Images Festival
- Location: Toronto, Ontario, Canada
- Website: http://www.imagesfestival.com

= Images Festival =

Film festival

The Images Festival is a yearly event devoted to independent and experimental film, video art, new media and media installation that takes place each spring in Toronto.

== History ==
The Images festival was founded in 1987, originally conceived as an alternative to the Toronto Festival of Festivals (now known as Toronto International Film Festival). Originally titled Northern Visions, the inaugural board included Kim Tomczak, Paulette Phillips, Ross Turnbull, Marc Glassman, Annette Mangaard, Richard Fung, and Janine Marchessault. Since 2005, Images has also presented international tours of Canadian media artists.

==Festival==
Images is the largest festival of experimental film and video in North America.

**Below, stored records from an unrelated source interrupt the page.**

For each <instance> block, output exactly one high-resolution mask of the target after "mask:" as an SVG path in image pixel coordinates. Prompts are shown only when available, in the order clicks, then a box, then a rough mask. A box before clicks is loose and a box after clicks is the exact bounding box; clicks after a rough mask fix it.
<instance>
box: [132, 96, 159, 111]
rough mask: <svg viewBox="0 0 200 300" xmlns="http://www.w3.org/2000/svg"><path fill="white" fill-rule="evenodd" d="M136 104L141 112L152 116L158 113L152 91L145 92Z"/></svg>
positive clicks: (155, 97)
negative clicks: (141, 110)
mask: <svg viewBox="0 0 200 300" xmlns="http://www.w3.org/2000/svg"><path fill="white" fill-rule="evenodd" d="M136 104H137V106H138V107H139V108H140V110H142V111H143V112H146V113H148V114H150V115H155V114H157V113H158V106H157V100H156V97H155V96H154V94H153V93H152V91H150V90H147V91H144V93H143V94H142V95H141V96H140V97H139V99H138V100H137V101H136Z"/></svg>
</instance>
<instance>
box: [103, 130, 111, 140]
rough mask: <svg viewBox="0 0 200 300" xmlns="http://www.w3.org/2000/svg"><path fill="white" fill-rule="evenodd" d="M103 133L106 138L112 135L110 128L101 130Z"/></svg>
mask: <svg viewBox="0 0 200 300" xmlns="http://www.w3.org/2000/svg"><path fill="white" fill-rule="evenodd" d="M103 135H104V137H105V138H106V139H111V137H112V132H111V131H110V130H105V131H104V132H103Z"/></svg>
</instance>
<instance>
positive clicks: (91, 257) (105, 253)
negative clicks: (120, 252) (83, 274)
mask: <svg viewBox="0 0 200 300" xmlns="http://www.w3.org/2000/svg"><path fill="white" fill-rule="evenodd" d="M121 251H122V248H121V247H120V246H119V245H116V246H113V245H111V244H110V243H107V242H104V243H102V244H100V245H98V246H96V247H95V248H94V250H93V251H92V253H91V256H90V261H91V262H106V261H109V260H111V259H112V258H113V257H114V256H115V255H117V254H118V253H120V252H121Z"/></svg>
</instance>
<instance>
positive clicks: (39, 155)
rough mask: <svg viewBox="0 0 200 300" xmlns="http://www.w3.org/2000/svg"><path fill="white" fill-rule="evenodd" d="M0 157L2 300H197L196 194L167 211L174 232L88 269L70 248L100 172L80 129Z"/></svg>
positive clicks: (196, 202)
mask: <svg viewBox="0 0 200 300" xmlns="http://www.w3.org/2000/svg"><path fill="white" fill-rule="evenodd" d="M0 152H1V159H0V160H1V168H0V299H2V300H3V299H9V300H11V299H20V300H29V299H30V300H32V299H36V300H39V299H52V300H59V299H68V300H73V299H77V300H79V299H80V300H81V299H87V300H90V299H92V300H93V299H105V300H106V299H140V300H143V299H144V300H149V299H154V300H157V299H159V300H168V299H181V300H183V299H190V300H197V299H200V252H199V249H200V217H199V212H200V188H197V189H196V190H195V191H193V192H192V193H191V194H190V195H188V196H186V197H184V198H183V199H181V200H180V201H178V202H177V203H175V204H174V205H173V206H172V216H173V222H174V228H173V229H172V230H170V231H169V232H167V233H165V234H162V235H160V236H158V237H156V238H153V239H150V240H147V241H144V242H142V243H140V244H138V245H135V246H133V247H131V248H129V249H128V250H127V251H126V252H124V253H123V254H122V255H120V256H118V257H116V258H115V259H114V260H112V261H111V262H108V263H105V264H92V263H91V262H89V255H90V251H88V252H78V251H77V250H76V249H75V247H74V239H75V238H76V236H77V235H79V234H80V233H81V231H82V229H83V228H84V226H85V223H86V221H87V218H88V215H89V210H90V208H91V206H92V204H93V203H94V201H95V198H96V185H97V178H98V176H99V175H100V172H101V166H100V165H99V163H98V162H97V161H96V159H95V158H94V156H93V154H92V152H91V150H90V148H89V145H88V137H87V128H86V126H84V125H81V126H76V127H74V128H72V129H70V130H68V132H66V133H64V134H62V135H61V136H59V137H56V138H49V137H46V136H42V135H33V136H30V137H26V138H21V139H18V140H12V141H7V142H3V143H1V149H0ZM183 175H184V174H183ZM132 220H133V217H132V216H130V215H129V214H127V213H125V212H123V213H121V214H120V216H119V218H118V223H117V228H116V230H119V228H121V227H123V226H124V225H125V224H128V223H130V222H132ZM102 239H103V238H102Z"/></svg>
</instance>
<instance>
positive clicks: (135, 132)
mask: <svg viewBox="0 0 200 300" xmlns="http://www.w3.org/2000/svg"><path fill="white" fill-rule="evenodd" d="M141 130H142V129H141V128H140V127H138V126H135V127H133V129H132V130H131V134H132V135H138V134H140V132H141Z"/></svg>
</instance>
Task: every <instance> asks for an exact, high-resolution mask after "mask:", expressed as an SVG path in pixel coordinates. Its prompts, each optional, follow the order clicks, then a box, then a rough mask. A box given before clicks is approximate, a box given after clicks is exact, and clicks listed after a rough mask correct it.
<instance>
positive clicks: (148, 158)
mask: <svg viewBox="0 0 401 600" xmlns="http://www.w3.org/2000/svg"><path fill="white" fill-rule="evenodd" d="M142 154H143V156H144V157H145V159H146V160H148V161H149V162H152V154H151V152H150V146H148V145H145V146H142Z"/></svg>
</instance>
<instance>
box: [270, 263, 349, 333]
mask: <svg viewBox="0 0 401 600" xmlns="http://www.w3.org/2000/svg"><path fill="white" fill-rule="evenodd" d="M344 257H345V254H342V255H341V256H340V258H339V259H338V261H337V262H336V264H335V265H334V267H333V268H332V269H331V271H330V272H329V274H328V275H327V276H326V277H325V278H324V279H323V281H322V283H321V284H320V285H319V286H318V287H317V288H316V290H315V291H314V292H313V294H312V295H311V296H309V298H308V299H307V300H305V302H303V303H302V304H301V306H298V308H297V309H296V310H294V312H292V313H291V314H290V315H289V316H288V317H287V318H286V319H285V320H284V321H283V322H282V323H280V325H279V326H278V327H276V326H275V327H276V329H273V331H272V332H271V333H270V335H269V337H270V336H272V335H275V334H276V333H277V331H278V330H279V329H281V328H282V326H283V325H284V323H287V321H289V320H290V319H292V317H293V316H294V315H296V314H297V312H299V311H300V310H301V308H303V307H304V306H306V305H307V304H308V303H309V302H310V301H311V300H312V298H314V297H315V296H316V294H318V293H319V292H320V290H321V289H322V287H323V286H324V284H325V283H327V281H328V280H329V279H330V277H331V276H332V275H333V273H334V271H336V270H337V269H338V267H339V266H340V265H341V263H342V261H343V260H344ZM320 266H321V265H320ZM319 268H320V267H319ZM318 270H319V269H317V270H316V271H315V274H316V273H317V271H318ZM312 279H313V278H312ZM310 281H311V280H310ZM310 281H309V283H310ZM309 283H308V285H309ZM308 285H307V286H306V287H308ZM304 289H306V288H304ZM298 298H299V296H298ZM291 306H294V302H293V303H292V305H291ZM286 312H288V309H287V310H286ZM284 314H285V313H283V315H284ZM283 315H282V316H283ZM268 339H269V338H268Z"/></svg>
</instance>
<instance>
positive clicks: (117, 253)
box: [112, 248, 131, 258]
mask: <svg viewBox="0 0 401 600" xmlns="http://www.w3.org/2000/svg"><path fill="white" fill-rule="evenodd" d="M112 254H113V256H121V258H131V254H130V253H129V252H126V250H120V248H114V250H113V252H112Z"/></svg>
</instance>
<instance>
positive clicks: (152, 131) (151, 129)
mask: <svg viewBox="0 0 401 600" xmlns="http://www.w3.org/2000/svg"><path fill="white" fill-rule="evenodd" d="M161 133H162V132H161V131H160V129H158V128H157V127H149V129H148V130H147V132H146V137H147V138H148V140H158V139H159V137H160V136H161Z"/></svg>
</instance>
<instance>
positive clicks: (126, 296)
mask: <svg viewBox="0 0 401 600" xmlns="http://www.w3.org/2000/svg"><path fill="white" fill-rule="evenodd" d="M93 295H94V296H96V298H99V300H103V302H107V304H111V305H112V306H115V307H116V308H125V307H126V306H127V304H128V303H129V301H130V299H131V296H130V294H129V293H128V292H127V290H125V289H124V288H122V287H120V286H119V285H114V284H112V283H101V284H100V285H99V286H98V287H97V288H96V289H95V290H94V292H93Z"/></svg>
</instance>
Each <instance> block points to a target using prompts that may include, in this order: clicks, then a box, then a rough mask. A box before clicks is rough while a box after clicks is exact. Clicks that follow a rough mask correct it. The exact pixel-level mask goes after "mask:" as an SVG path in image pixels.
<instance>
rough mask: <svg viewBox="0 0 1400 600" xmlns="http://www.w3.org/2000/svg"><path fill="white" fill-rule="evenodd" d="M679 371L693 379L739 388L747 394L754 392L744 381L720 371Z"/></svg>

Premieres held at the Images festival include:
- Matthew Barney's Cremaster,
- Clive Holden's Trains of Winnipeg,
- G. B. Jones's The Lollipop Generation,
- Zacharias Kunuk's Nunaqpa,
- Barbara Sternberg's Like a Dream that Vanishes,
- Andrew Norman Wilson's Sidewalk Stories

Retrospectives of filmmakers such as Harun Farocki, Richard Fung, Nelson Henricks and Louise Bourque have also been featured.

In 2011, the festival partnered with the Art Gallery of Ontario to present John Sasaki's Pine series.